Autumn: Not a Complex Matter
“People need to stop looking at ‘living green’ as an all or nothing way of life,” declares Program Analyst Autumn Jones. “The definition of sustainability is framing your decisions based on the future, so if you can do something small every day, it can start a domino effect.”
Autumn is no stranger to the clean movement. She studied environmental psychology and social justice as an undergraduate at James Madison University, then educated visitors of the Philadelphia Zoo on animal conservation and sustainability practices as a part of her graduate program at Saint Joseph’s University.
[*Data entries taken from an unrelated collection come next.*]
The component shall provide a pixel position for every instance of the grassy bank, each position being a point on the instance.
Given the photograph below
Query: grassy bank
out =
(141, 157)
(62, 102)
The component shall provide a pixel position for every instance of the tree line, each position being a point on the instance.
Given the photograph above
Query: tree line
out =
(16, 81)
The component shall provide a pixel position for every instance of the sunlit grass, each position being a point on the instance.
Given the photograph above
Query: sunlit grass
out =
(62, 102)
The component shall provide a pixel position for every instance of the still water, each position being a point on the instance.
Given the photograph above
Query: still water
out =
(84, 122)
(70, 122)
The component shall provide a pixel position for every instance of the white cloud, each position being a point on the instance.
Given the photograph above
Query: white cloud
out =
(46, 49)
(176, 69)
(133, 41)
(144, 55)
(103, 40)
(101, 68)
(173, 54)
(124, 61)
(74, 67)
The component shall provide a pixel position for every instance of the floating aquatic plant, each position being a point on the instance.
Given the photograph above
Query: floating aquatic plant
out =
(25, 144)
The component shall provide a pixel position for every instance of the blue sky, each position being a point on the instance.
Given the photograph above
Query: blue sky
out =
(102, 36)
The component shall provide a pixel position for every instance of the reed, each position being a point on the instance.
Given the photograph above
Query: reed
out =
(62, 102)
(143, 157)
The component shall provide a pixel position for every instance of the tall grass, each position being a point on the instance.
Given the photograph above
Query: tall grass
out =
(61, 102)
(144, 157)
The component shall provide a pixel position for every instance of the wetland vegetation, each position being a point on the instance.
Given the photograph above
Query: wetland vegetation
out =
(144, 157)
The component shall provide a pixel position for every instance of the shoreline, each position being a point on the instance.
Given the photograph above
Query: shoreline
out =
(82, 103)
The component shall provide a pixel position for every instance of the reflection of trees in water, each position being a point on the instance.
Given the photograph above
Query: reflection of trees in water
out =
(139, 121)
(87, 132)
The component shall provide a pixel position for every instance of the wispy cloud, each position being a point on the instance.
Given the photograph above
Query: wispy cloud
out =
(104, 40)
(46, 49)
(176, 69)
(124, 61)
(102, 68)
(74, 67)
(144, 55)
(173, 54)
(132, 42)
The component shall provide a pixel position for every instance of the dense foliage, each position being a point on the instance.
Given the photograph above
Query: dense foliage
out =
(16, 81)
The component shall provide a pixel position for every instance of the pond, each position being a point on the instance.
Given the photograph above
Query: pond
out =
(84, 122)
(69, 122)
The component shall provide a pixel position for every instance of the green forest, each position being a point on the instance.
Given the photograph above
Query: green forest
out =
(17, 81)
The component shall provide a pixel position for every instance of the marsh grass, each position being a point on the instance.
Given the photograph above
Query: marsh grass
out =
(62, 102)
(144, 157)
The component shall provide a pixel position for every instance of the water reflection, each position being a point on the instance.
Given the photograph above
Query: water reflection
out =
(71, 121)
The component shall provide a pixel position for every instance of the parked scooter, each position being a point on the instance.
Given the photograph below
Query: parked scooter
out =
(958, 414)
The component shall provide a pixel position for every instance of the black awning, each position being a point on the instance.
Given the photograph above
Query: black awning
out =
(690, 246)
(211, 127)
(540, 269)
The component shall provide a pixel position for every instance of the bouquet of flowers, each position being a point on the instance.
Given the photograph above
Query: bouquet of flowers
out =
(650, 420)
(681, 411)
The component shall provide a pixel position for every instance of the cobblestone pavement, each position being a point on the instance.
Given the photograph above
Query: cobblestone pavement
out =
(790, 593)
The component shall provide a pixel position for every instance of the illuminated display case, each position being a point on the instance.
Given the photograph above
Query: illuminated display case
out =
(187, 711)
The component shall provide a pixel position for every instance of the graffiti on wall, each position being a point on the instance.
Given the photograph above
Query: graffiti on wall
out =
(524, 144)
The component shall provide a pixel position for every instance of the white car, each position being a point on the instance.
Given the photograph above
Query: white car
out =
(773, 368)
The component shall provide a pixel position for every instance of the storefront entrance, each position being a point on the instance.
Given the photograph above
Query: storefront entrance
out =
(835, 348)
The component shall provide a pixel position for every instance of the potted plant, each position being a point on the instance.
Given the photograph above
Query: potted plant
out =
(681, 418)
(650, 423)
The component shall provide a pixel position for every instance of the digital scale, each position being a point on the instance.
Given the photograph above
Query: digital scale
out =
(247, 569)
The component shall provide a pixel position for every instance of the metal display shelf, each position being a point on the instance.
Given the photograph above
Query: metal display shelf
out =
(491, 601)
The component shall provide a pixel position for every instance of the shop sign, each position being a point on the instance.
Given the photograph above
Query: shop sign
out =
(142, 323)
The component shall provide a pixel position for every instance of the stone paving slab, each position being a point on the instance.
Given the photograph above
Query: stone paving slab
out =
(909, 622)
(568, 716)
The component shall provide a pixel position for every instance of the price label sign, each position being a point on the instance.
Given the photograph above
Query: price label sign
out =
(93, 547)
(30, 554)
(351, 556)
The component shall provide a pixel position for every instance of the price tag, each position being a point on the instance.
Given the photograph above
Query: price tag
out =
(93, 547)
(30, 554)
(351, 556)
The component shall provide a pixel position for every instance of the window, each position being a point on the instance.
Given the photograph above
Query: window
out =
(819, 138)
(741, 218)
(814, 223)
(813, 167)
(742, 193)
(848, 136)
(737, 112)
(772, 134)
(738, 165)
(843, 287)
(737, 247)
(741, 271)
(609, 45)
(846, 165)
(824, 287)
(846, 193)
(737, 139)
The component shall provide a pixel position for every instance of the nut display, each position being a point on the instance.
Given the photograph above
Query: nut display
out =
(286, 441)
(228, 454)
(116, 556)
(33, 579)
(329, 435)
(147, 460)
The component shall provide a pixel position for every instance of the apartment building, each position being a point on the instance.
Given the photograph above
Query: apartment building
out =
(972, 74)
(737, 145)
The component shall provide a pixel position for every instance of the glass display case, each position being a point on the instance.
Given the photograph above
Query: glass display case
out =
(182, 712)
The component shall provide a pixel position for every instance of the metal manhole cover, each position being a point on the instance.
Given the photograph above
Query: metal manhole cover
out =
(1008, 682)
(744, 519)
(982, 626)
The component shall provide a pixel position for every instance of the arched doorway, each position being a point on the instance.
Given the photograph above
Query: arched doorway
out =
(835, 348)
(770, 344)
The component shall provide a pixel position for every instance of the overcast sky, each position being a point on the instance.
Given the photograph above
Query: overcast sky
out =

While putting items in the correct disposal bins is a great starting point for living more sustainably, Autumn goes above and beyond to do her part and show others her enthusiasm. “I compost in a way people probably wouldn’t expect: Snails.” Autumn’s three snails, Ficus, Fern, and Philodendron, break down her food scraps, or “complex matter,” and turn them into “simple matter” that can be used as soil for plants. “They’re nature’s decomposers!” Autumn elates.
If Autumn could give one piece of advice to our audience, she would tell people to watch out for ‘energy vampire’ lights. “Some devices that use plugs—even when they’re not in use and turned off—emit a tiny LED light, which tell you they are still using power,” Autumn explains. “Look around your house, you’ll be amazed at how many there are.” By unplugging these devices, Autumn has noticed a significant decrease in her electric bill, making her practices easier on the environment and easier on her wallet.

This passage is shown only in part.